The town has too much swearing, according to 63-year-old Mimi Duphily, a Middleborough resident and member of the town’s Downtown Business Coalition, and she decided to do something about it.
“Kids were standing on the sidewalks, well, adults too, really, and yelling at someone like 100 feet down the block, using incredible profanity,” Duphily said. “It was gradually getting worse and worse.”
So Duphily brought up the issue to the Downtown Business Coalition and word eventually got around to Middleborough Police Chief Bruce Gates. On Monday night, residents voted 183-50 to approve the proposal impose a $20 fine on public profanity, The Associated Press reported.
And this isn’t the first time the issue has been brought up in Middleborough.
“We used to have a law against swearing but it wasn’t enforced because that meant it was criminal,” Duphily said. “But now, if you pay the ticket, then it’s done and over with.” That, she says, makes the law more enforceable.
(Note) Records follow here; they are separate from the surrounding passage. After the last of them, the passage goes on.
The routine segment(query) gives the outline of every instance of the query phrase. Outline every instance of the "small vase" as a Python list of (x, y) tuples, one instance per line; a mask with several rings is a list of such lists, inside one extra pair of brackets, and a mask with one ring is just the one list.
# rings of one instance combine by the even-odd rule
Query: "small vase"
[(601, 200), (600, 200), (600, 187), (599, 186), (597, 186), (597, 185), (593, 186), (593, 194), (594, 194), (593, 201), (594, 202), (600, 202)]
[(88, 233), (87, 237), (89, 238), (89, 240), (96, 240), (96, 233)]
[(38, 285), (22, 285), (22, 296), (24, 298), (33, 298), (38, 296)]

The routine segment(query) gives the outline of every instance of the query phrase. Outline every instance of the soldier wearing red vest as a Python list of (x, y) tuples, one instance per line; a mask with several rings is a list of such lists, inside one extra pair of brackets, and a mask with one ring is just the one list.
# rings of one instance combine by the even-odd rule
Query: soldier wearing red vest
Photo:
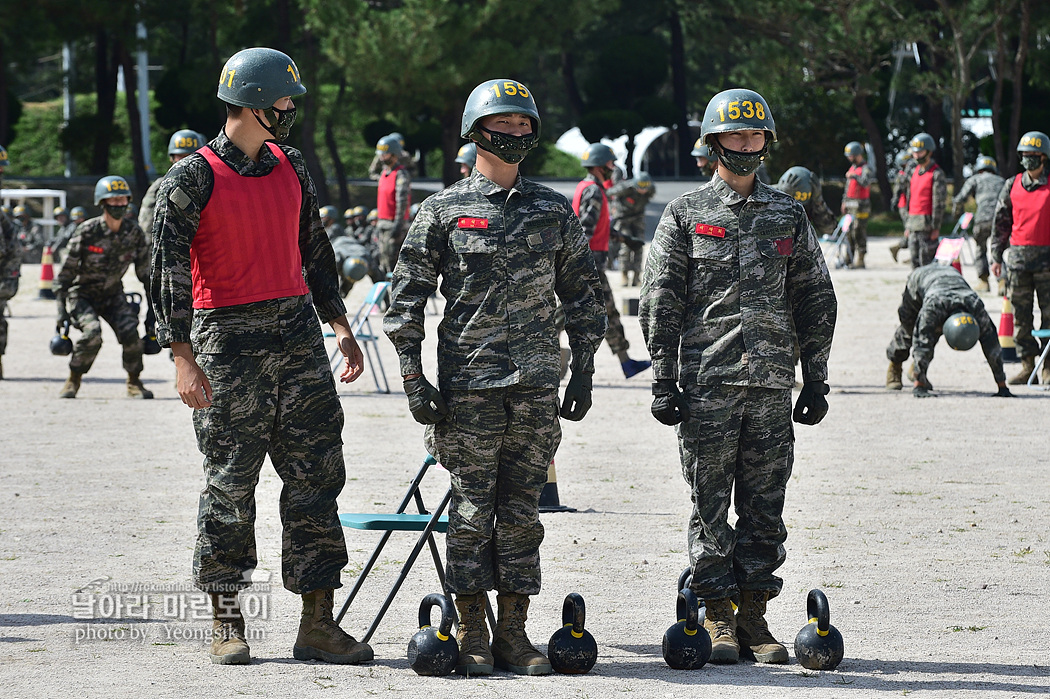
[(850, 168), (846, 171), (842, 213), (853, 217), (849, 231), (850, 243), (853, 245), (853, 267), (863, 269), (864, 256), (868, 252), (868, 217), (871, 216), (871, 185), (875, 182), (875, 171), (864, 158), (864, 146), (860, 141), (847, 143), (845, 153)]
[(616, 155), (612, 148), (603, 143), (594, 143), (587, 147), (580, 158), (580, 164), (587, 168), (587, 177), (576, 185), (572, 198), (572, 210), (580, 217), (583, 232), (587, 234), (594, 264), (598, 267), (598, 278), (602, 282), (605, 294), (605, 312), (609, 316), (609, 325), (605, 330), (605, 341), (609, 343), (616, 358), (620, 360), (623, 375), (631, 378), (649, 368), (650, 362), (631, 359), (627, 354), (631, 344), (623, 333), (620, 313), (616, 310), (609, 278), (605, 275), (609, 258), (609, 233), (612, 229), (609, 218), (609, 199), (605, 195), (606, 182), (611, 182), (616, 169)]
[(283, 582), (303, 599), (294, 657), (372, 659), (332, 618), (347, 563), (336, 508), (346, 473), (318, 316), (346, 358), (340, 380), (357, 379), (363, 357), (313, 180), (302, 154), (279, 145), (295, 122), (291, 98), (305, 92), (280, 51), (234, 54), (219, 80), (225, 127), (175, 163), (157, 197), (150, 294), (204, 454), (193, 577), (211, 596), (210, 654), (223, 665), (250, 662), (237, 593), (257, 564), (255, 484), (267, 455), (284, 482)]
[[(1005, 267), (1007, 294), (1014, 307), (1014, 337), (1021, 371), (1011, 384), (1028, 383), (1035, 371), (1039, 342), (1032, 337), (1035, 299), (1039, 298), (1039, 324), (1050, 328), (1050, 136), (1029, 131), (1017, 145), (1024, 172), (1008, 179), (995, 207), (992, 237), (992, 274)], [(1004, 259), (1005, 258), (1005, 259)], [(1050, 367), (1043, 365), (1039, 381), (1050, 384)]]
[(904, 230), (908, 236), (912, 267), (933, 261), (944, 205), (948, 200), (948, 183), (944, 171), (933, 160), (934, 148), (933, 136), (928, 133), (916, 134), (911, 139), (909, 150), (915, 167), (904, 183), (904, 198), (908, 206)]
[(897, 210), (897, 215), (901, 217), (901, 223), (905, 225), (904, 235), (890, 246), (890, 255), (893, 256), (893, 261), (896, 262), (897, 254), (901, 251), (901, 248), (908, 247), (908, 198), (904, 194), (904, 188), (908, 180), (911, 179), (911, 171), (915, 167), (915, 160), (908, 155), (907, 151), (902, 150), (897, 153), (893, 162), (896, 166), (896, 172), (893, 176), (893, 192), (890, 194), (890, 206)]
[(408, 232), (409, 211), (412, 208), (412, 176), (401, 163), (404, 155), (397, 134), (383, 136), (376, 144), (376, 157), (383, 164), (376, 196), (376, 235), (379, 238), (379, 265), (383, 271), (394, 271), (401, 244)]

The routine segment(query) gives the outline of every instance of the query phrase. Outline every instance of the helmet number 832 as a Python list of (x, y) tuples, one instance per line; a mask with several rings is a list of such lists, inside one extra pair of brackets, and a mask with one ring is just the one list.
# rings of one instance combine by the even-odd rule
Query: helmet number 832
[(726, 116), (729, 117), (730, 121), (736, 121), (741, 116), (745, 119), (758, 118), (762, 121), (766, 118), (766, 107), (761, 102), (752, 102), (751, 100), (744, 100), (742, 102), (734, 100), (729, 104), (718, 105), (718, 118), (720, 121), (725, 121)]
[(521, 95), (522, 97), (527, 99), (528, 96), (529, 96), (528, 89), (524, 85), (522, 85), (521, 83), (514, 82), (513, 80), (504, 81), (504, 83), (503, 83), (503, 94), (500, 94), (500, 89), (499, 88), (500, 88), (499, 83), (489, 87), (489, 89), (492, 90), (496, 94), (496, 97), (502, 97), (503, 95), (506, 95), (507, 97), (513, 97), (514, 95)]
[(1031, 136), (1026, 136), (1026, 137), (1021, 139), (1021, 145), (1022, 146), (1035, 146), (1036, 148), (1042, 148), (1043, 147), (1043, 139), (1041, 139), (1041, 138), (1032, 138)]

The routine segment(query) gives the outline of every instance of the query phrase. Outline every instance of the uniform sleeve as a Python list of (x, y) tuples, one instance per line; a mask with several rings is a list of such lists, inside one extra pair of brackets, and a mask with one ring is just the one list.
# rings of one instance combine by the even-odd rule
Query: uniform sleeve
[(583, 190), (580, 196), (580, 210), (576, 215), (580, 218), (583, 233), (587, 239), (594, 235), (594, 229), (598, 226), (598, 219), (602, 214), (602, 186), (594, 184)]
[(135, 276), (142, 282), (142, 288), (146, 290), (146, 295), (149, 296), (150, 246), (146, 241), (146, 234), (138, 224), (133, 224), (132, 234), (137, 241), (135, 245)]
[[(981, 303), (978, 301), (978, 303)], [(1000, 384), (1006, 381), (1006, 371), (1003, 369), (1003, 348), (999, 345), (999, 333), (995, 328), (995, 324), (992, 319), (988, 316), (988, 311), (984, 310), (984, 304), (981, 303), (981, 307), (974, 313), (977, 317), (977, 326), (981, 329), (981, 351), (984, 352), (984, 358), (988, 362), (988, 367), (992, 370), (992, 376), (995, 378), (995, 383)]]
[(953, 210), (952, 214), (959, 213), (959, 210), (966, 204), (966, 200), (969, 199), (974, 190), (977, 189), (977, 178), (971, 177), (966, 180), (966, 183), (959, 190), (959, 193), (952, 197)]
[(627, 190), (630, 189), (632, 186), (633, 185), (631, 180), (623, 180), (621, 182), (617, 182), (612, 187), (609, 187), (607, 190), (605, 190), (605, 196), (609, 197), (610, 199), (612, 199), (613, 197), (618, 197), (621, 194), (626, 194)]
[(583, 227), (575, 216), (566, 216), (562, 248), (557, 258), (554, 291), (565, 310), (565, 333), (572, 350), (573, 373), (594, 373), (594, 353), (605, 337), (609, 322), (598, 268), (587, 246)]
[(838, 300), (817, 235), (798, 204), (795, 252), (788, 260), (787, 296), (798, 335), (802, 377), (827, 381), (828, 357), (838, 317)]
[(922, 308), (922, 295), (919, 292), (916, 275), (908, 277), (908, 283), (904, 286), (901, 295), (901, 305), (897, 308), (897, 318), (900, 320), (900, 344), (903, 347), (911, 347), (912, 337), (915, 334), (915, 323), (919, 318), (919, 310)]
[(407, 168), (397, 171), (394, 181), (394, 225), (397, 230), (404, 230), (405, 214), (408, 212), (408, 201), (412, 196), (412, 178)]
[(368, 164), (368, 179), (378, 180), (379, 176), (383, 174), (383, 161), (379, 159), (379, 155), (372, 156), (372, 162)]
[(992, 261), (1003, 263), (1003, 253), (1010, 247), (1010, 233), (1014, 228), (1014, 210), (1010, 203), (1010, 190), (1014, 186), (1011, 177), (999, 190), (999, 201), (995, 204), (995, 216), (992, 225)]
[(6, 214), (0, 213), (0, 271), (15, 257), (15, 224)]
[[(176, 164), (157, 192), (153, 217), (153, 255), (150, 261), (150, 301), (157, 315), (157, 341), (167, 347), (190, 341), (193, 320), (193, 281), (190, 244), (200, 225), (200, 212), (210, 195), (195, 186), (186, 168), (190, 156)], [(187, 165), (179, 167), (183, 163)]]
[(685, 319), (689, 256), (682, 221), (674, 203), (667, 205), (645, 258), (638, 321), (653, 362), (653, 378), (678, 380), (678, 358)]
[(944, 219), (944, 206), (948, 202), (948, 180), (944, 176), (944, 170), (937, 168), (933, 173), (933, 230), (941, 229), (941, 221)]
[(153, 232), (153, 213), (157, 206), (157, 191), (160, 190), (161, 180), (164, 175), (157, 178), (146, 190), (146, 196), (142, 197), (142, 205), (139, 207), (139, 228), (146, 234), (146, 240), (150, 239)]
[(422, 374), (423, 327), (427, 299), (437, 290), (445, 236), (433, 207), (423, 202), (394, 266), (390, 308), (383, 332), (394, 344), (401, 375)]
[(303, 203), (299, 210), (299, 254), (306, 269), (306, 285), (310, 287), (310, 293), (313, 295), (314, 308), (321, 321), (328, 323), (333, 318), (346, 315), (346, 306), (339, 294), (339, 272), (335, 268), (335, 252), (317, 212), (317, 189), (314, 187), (314, 180), (302, 163), (302, 156), (292, 162), (297, 165), (296, 171), (299, 172), (299, 181), (303, 189)]
[(73, 280), (76, 279), (77, 272), (80, 270), (80, 260), (84, 255), (83, 243), (86, 230), (87, 225), (85, 222), (77, 226), (77, 229), (73, 231), (73, 236), (69, 239), (69, 245), (66, 248), (66, 258), (62, 261), (62, 268), (55, 275), (55, 281), (52, 286), (54, 287), (55, 295), (62, 302), (65, 301), (66, 292), (73, 285)]
[(920, 383), (926, 383), (926, 370), (933, 361), (933, 350), (937, 346), (937, 340), (941, 338), (941, 327), (945, 320), (943, 314), (934, 310), (932, 306), (919, 309), (911, 357), (915, 362), (915, 380)]
[(824, 197), (817, 194), (810, 203), (812, 209), (812, 223), (819, 235), (831, 235), (835, 230), (835, 225), (838, 223), (838, 219), (835, 218), (834, 212), (828, 207), (828, 203), (824, 201)]
[(860, 169), (860, 174), (857, 176), (857, 184), (861, 187), (870, 187), (875, 183), (875, 171), (871, 169), (871, 165), (864, 164)]

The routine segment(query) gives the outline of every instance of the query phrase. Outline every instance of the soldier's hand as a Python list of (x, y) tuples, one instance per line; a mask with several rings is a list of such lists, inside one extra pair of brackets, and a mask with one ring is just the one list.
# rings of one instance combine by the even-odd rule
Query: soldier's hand
[(992, 276), (998, 279), (1003, 276), (1003, 266), (998, 262), (993, 262), (991, 266)]
[(999, 386), (999, 390), (992, 395), (993, 398), (1013, 398), (1014, 394), (1010, 393), (1010, 389), (1006, 387), (1006, 384)]
[(441, 391), (434, 388), (425, 376), (405, 379), (405, 394), (412, 417), (421, 425), (436, 425), (448, 415)]
[(795, 401), (791, 419), (800, 425), (816, 425), (828, 414), (828, 401), (824, 396), (831, 391), (823, 381), (807, 381)]
[(62, 326), (69, 322), (69, 311), (66, 310), (66, 304), (59, 301), (58, 313), (55, 317), (55, 330), (58, 332), (62, 331)]
[(689, 404), (674, 379), (653, 382), (653, 405), (649, 410), (653, 417), (670, 427), (689, 420)]
[(932, 393), (930, 393), (930, 389), (926, 388), (925, 386), (921, 386), (921, 385), (916, 386), (915, 388), (911, 389), (911, 394), (913, 396), (915, 396), (916, 398), (936, 398), (937, 397), (937, 396), (933, 395)]
[(579, 422), (591, 409), (591, 374), (574, 371), (565, 386), (565, 398), (561, 402), (561, 416)]
[(175, 390), (179, 392), (179, 398), (194, 410), (210, 408), (211, 382), (193, 358), (190, 344), (173, 342), (171, 351), (175, 359)]
[(365, 373), (365, 356), (361, 346), (350, 334), (339, 337), (337, 341), (339, 351), (343, 353), (343, 373), (339, 375), (339, 380), (343, 383), (357, 381)]

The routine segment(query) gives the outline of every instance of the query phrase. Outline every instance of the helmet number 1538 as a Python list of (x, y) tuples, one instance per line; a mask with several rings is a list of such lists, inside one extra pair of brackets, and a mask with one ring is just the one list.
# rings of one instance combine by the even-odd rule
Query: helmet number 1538
[(500, 94), (500, 89), (499, 88), (500, 88), (499, 83), (496, 83), (496, 84), (494, 84), (494, 85), (489, 87), (489, 89), (492, 90), (493, 93), (495, 93), (496, 97), (502, 97), (503, 95), (506, 95), (507, 97), (513, 97), (514, 95), (521, 95), (522, 97), (527, 99), (528, 96), (529, 96), (528, 89), (524, 85), (522, 85), (521, 83), (514, 82), (513, 80), (504, 81), (504, 83), (503, 83), (503, 93), (502, 94)]
[(718, 105), (718, 118), (720, 121), (725, 121), (726, 116), (729, 117), (730, 121), (736, 121), (741, 116), (745, 119), (765, 120), (766, 108), (761, 102), (752, 102), (751, 100), (744, 101), (732, 101), (727, 105)]

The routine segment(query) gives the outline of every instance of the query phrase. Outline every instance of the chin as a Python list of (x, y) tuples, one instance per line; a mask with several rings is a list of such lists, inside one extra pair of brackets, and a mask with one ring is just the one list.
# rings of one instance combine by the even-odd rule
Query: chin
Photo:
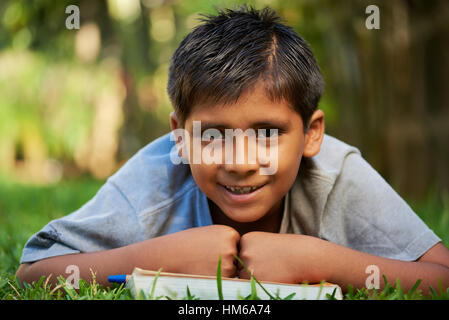
[(223, 210), (225, 215), (235, 221), (240, 223), (249, 223), (249, 222), (255, 222), (260, 219), (262, 219), (265, 216), (265, 212), (251, 212), (248, 213), (250, 209), (245, 208), (238, 208), (238, 209), (229, 209)]

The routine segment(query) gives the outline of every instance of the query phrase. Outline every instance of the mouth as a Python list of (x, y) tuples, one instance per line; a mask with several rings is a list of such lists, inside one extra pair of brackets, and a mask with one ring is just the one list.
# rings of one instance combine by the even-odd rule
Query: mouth
[(246, 185), (246, 186), (236, 186), (236, 185), (223, 185), (219, 184), (224, 191), (225, 198), (231, 204), (245, 205), (253, 203), (259, 198), (259, 194), (263, 191), (267, 183), (259, 185)]
[(233, 194), (250, 194), (254, 191), (262, 188), (264, 185), (259, 186), (229, 186), (229, 185), (222, 185), (227, 191), (233, 193)]

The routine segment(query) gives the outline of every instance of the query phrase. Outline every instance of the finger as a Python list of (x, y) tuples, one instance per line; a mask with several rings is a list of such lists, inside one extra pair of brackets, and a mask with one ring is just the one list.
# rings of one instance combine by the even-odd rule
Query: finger
[(251, 279), (251, 275), (254, 273), (254, 270), (250, 267), (244, 266), (239, 263), (239, 278), (242, 279)]
[(222, 265), (221, 275), (225, 278), (234, 278), (237, 274), (237, 268), (234, 264), (229, 262), (228, 264)]
[(237, 259), (234, 259), (234, 266), (237, 269), (237, 271), (240, 271), (243, 269), (242, 264), (240, 263), (240, 261), (238, 261)]
[(239, 271), (239, 278), (240, 279), (250, 279), (251, 275), (248, 273), (248, 271), (246, 271), (245, 269), (241, 269)]
[(243, 261), (243, 258), (241, 256), (237, 256), (234, 258), (234, 263), (237, 269), (242, 270), (245, 268), (245, 261)]

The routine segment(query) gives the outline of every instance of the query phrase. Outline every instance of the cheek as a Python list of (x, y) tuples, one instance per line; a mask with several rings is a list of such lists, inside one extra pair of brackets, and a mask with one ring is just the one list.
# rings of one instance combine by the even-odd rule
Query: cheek
[(196, 184), (203, 191), (215, 185), (216, 167), (204, 164), (191, 164), (190, 170)]
[(303, 146), (298, 141), (285, 143), (279, 146), (278, 154), (278, 177), (284, 182), (296, 179), (301, 164)]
Duphily said she has heard many negative reactions, but that the intention was never to infringe on anyone’s rights.
“We don’t want to do anything about your private conversations, that’s between you and whoever you talk to,” Duphily said. “It’s mainly for aggressive behavior or verbal assault of someone who’s a distance away from you. It’s really just about when it rises above what is acceptable behavior.”
Duphily said she and the Downtown Business Coalition began to complain about the use of profanity in Middleborough because it was affecting businesses in the area.
“It was so appalling that customers weren’t comfortable and businesses were suffering,” she said. “Older people and parents with kids wouldn’t even walk by anymore because it was so uncomfortable.”
And despite the negative reaction from some, Duphily says people in other states are curious about the new proposition.
“I’m getting emails from people saying, ‘Let us know how it goes,’” she said. “People all over — from Virginia, to out West, all the way to California.”